Introduction
Inventory management is at the heart of the supply chain optimization in fashion retail stores. Not having enough products in stock leaves the customers unhappy while having too many leads to higher expenses and unsold items. Determining the sold-out date of a stores’ articles allows an efficient use of its inventory. However, the fashion sector is known for its short product cycles which make classical dynamic pricing strategies inefficient. Consequently, automatic learners have been recently developed and used to estimate this key sold-out date value.

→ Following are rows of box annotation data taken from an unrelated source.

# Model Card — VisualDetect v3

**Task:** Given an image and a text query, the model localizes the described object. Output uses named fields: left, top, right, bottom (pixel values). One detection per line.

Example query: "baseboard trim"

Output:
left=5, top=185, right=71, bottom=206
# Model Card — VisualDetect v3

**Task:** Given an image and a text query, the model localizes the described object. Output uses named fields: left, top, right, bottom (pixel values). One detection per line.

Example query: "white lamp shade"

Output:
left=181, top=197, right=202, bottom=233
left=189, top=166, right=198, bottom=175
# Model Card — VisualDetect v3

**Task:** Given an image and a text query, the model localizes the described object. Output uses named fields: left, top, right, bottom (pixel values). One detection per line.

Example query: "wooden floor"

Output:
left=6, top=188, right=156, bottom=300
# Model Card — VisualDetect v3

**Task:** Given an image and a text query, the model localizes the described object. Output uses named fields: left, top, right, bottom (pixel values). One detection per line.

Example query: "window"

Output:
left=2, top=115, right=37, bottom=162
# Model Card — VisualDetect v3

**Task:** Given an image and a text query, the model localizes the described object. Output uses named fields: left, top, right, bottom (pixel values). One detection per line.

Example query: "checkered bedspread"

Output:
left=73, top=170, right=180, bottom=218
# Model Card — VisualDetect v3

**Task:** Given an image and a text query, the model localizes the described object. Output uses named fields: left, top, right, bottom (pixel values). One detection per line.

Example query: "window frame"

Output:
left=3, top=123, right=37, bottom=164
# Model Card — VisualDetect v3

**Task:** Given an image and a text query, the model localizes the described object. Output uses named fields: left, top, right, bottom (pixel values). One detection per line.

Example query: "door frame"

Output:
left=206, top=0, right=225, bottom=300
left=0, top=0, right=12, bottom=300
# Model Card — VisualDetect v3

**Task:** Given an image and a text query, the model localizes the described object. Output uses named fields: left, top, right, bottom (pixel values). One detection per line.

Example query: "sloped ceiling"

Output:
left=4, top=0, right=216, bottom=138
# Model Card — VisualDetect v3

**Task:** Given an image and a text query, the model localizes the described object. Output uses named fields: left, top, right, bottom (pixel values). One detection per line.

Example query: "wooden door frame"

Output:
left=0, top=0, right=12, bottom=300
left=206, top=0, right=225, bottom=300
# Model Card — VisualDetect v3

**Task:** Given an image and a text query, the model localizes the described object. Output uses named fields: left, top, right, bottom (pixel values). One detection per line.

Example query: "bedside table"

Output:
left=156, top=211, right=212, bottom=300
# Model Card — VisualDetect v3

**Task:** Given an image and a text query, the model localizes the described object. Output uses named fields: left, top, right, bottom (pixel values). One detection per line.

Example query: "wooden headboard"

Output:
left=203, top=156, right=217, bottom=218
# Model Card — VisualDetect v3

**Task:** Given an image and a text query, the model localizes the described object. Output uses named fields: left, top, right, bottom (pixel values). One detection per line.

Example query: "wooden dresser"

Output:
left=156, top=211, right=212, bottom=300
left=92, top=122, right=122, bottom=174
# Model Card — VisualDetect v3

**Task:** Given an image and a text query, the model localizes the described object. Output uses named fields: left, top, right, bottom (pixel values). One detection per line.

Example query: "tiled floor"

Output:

Inventory Costs in Numbers
Inventory costs may seem fixed and determined by the price you pay for the products. However, they also represent the inventory financing charges and the opportunity losses due to a bad management. In 2015, Target Canada Co closed all of its 133 stores after a disastrous loss of $5.4 billion in inventory management. Even if this may be an exception, according to Brian Sutter the director of marketing at Wasp Barcode Technologies, the inventory-carrying costs can rise as high as 40% of the company’s average inventory investments. He insists on the availability of many possibilities to reduce these costs.
One of the many solutions for the fashion retail sector is an accurate prediction of the sold-out date. This avoids overstocked and out of stocks stores resulting in a lower opportunity loss and less inventory-related costs.
Dataset
To tackle this problem, we use the historical sales from October 1, 2017, to January 31, 2018, of 12’824 sporting products from an online retailer in Germany. All these items have been sold-out in February.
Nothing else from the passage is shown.